I don’t think either of these issues fundamentally changes Jaynes’ theory. Just switch “consciousness” to “theory of mind”, and change the psychiatry metaphor from split-brain patients to dissociative-identity patients, and you’re fine.
Holy poo poo at the bolded part.

I have some knowledge of neuroanatomy and the corpus callosum, which is formed of neurons passing between the hemispheres, is present in every animal I have ever dissected, even if the hemispheres themselves are smaller and smoother than ours. So this reviewer's suggestion that this book might be discussing an emerging Theory of Mind rather than consciousness itself makes me a lot happier. Hell my dog is conscious, and understands that what it sees in mirrors is not real but a reflection and so if I do something that excites her she looks at me rather than my reflection as a result.

A human heart
Oct 10, 2012

Your dog isn't conscious based on Jaynes' definition of the term, at least not by any means that we can determine.

Bilirubin
Feb 16, 2014

The sanctioned action is to CHUG


A human heart posted:

Your dog isn't conscious based on Jaynes' definition of the term, at least not by any means that we can determine.

well she is alive and he is dead so she has that over him :owned:

Megazver
Jan 13, 2006

ulvir posted:

this sounds like some real pseudoscience poo poo

The actual consensus from the specialists, from what I've seen, is that it's a very clever book that's very interesting to read and gives much food for thought, even if there's no way the actual thesis is true.
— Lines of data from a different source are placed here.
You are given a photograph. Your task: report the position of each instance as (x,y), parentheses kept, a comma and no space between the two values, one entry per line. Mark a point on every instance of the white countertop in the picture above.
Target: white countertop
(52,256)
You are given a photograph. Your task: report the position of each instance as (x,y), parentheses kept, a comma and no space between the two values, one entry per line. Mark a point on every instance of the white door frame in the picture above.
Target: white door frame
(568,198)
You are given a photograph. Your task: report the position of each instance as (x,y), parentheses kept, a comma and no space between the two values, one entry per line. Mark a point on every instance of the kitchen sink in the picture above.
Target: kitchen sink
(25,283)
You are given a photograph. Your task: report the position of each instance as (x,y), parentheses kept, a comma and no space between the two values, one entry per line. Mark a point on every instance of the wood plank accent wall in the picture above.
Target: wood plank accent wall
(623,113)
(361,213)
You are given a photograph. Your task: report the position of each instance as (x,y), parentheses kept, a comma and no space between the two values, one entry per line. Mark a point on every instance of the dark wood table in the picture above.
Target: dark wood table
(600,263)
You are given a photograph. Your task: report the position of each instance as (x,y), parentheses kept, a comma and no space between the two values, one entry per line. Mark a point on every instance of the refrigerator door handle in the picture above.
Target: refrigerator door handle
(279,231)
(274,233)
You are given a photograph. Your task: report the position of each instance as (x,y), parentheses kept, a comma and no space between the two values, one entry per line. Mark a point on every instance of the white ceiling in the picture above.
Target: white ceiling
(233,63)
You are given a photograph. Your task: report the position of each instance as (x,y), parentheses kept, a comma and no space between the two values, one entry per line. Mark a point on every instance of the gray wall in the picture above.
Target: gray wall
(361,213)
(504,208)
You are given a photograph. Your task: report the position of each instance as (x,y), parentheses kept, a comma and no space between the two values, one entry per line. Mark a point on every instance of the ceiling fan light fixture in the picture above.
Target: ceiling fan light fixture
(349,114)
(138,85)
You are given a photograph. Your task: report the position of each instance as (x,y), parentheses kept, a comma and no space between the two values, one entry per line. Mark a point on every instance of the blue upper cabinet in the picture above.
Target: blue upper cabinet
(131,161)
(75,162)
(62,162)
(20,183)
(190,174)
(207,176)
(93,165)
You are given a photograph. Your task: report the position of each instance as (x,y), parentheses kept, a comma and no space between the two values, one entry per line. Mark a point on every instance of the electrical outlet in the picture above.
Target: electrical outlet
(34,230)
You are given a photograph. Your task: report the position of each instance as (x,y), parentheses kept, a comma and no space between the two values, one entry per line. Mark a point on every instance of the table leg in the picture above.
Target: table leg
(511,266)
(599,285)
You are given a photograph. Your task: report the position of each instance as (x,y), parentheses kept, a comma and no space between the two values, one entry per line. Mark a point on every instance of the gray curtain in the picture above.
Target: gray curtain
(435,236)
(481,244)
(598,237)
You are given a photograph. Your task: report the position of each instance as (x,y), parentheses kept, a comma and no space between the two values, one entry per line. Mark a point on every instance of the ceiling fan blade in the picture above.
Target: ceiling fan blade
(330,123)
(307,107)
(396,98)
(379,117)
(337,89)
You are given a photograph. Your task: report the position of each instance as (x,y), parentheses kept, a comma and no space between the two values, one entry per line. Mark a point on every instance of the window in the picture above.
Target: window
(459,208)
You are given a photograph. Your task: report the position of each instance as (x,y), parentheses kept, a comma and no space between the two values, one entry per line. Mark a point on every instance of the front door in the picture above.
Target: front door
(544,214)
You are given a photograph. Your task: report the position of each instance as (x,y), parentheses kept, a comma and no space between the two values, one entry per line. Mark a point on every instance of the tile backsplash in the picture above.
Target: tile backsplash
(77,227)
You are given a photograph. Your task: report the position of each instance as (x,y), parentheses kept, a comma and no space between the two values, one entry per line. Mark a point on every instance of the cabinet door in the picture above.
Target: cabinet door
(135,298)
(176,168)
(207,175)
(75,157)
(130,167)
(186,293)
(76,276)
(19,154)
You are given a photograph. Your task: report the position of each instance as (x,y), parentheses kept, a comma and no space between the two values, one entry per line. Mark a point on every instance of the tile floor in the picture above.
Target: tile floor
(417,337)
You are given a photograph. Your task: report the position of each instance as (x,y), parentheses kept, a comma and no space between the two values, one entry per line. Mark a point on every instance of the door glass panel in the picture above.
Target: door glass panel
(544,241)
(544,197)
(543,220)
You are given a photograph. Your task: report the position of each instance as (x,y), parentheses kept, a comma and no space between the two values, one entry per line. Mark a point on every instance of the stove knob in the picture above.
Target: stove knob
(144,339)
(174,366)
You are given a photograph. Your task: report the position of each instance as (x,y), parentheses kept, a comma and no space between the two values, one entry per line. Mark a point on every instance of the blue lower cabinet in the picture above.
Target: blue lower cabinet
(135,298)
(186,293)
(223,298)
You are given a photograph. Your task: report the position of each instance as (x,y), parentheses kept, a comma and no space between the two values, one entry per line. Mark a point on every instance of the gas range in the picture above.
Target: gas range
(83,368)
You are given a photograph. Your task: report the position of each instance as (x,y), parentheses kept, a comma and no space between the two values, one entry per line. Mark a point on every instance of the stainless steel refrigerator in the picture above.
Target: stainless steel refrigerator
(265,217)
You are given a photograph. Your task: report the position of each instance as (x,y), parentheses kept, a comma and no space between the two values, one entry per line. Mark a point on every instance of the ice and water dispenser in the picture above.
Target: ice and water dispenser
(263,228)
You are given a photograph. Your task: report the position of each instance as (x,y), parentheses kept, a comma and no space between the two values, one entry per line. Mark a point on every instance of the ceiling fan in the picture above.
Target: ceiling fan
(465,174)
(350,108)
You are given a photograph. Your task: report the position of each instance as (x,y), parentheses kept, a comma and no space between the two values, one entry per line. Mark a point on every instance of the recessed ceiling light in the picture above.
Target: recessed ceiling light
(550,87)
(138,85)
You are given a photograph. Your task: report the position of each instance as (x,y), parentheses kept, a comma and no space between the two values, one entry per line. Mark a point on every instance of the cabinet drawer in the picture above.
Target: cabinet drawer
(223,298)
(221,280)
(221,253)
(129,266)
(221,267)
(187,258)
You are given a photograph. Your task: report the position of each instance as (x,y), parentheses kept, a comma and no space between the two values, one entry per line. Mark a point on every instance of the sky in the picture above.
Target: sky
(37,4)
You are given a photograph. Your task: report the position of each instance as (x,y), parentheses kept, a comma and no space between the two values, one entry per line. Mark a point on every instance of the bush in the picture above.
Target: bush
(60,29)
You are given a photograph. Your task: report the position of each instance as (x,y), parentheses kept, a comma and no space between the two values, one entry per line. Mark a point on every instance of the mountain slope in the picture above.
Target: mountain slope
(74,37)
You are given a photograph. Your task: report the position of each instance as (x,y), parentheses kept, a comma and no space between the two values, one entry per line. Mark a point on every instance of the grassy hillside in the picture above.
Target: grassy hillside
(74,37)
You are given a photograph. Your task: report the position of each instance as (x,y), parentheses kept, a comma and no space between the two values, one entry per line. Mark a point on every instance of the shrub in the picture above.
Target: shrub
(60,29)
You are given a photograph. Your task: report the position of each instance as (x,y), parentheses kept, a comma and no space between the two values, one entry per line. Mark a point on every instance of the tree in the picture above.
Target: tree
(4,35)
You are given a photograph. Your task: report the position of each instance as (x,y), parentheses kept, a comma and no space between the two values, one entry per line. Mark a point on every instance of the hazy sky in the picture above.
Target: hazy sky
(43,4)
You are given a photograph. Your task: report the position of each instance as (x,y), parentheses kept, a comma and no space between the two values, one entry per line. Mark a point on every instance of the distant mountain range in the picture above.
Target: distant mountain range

So it's worth reading a lot more than 'HEY ALIENS TOTALLY BUILT THE PYRAMIDS GUYS'.

Megazver fucked around with this message at 16:20 on Nov 3, 2020

BlankSystemDaemon
Mar 13, 2009



joedevola posted:

The number of people and complexity of their society spread beyond what bicameral hierarchies were capable of. That combined with increased contact and trade with people who spoke different languages and had different gods.

He points to the apparently inexplicable collapse of large (pre Columbian) south American civilizations as proof.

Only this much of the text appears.